Xuecheng said the other worker who landed on the ground floor survived after sustaining injuries on the ribs.
He said he had assisted the family of the deceased with transport and a coffin.
The elevator industry in Zimbabwe is dominated by three major players, Schindler, Eleco and Clovgate.
The Chaminuka Building tender required all bidders to attend a pre-tender site meeting, with non-attendance leading to disqualification.
New View allegedly did not attend the pre-tender meeting but was eventually declared the winner, much to the disgruntlement of indigenous companies that had submitted their bids.
It is alleged that a separate site meeting was conducted specifically for the Chinese firm, with no engineers from the ministry in attendance.

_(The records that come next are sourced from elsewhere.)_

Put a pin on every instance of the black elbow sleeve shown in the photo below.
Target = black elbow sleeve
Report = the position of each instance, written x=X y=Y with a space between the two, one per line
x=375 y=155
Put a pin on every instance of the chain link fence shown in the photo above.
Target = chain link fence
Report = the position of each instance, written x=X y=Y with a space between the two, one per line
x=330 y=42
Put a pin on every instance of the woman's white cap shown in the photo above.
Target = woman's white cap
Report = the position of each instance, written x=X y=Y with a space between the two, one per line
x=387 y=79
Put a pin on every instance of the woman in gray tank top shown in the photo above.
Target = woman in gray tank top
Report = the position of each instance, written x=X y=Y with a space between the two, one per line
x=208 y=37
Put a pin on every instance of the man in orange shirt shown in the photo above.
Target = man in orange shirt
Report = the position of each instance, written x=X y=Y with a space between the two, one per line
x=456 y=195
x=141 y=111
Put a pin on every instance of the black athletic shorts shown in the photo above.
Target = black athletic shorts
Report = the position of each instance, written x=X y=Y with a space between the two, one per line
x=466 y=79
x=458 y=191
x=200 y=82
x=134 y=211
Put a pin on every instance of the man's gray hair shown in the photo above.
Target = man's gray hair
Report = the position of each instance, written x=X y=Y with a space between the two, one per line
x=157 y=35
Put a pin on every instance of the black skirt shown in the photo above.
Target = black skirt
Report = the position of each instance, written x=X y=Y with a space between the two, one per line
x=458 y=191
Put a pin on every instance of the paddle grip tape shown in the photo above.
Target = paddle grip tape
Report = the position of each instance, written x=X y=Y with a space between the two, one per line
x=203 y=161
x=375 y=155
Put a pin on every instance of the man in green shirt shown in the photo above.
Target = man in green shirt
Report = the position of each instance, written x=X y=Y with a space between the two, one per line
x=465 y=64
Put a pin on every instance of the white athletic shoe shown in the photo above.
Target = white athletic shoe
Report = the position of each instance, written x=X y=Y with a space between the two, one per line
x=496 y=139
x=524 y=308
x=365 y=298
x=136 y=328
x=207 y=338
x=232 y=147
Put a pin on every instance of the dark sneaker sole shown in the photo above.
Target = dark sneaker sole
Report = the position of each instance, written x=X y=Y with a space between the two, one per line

The tender was an informal one as it was below $500,000 and did not need to go through the State Procurement Board.
But Xuecheng yesterday said he won the tender because he was the cheapest bidder.
He acknowledged having missed the pre-tender site meeting.
“I came late and wasn’t there, but I later did the pre-tender site meeting myself and I cannot remember who was on the client side,” Xuecheng said.
“I checked everything on site and I won because I was the cheapest. I’ve the capacity to do the job and that’s not a problem at all.
“Our company is new and we started operations late in 2011, but I’ve done a lot of lifts on government buildings with no problems.”
It is alleged that New View depends on a technician based in Tanzania, but Xuecheng defended this awkward arrangment.
“This is someone I cooperate with. The challenge is with other bidders because I always win government tenders as I’m the cheapest. In this case, I was $70,000 cheaper than them.
“They’ve just found this accident as a scapegoat to say what they want.”
Local Government, Public Works and National Housing permanent secretary, Engineer George Mlilo, said he needed time to check how the tender was awarded.
“It might be possible (that the Ministry was involved in the adjudication process),” he said. “I’ve to check with my officials to see how the tender was awarded. But as for the accident, I’ve heard about it.”
Since the economy took a nose dive in 2008 the lives of thousands of Zimbabweans who use elevators have always been at risk because most of them have become death traps.
Elevators in most government offices have old hoist ropes and non-functional door sensors and metals bump into each other when doors close.
In 2010 a member of the public fell into an elevator pit during maintenance work and died.
In 1999 construction workers including a father and son lost their lives after an elevator malfunctioned and fell from the 15th floor during the construction of the Cabs Millenium Towers Building in Harare.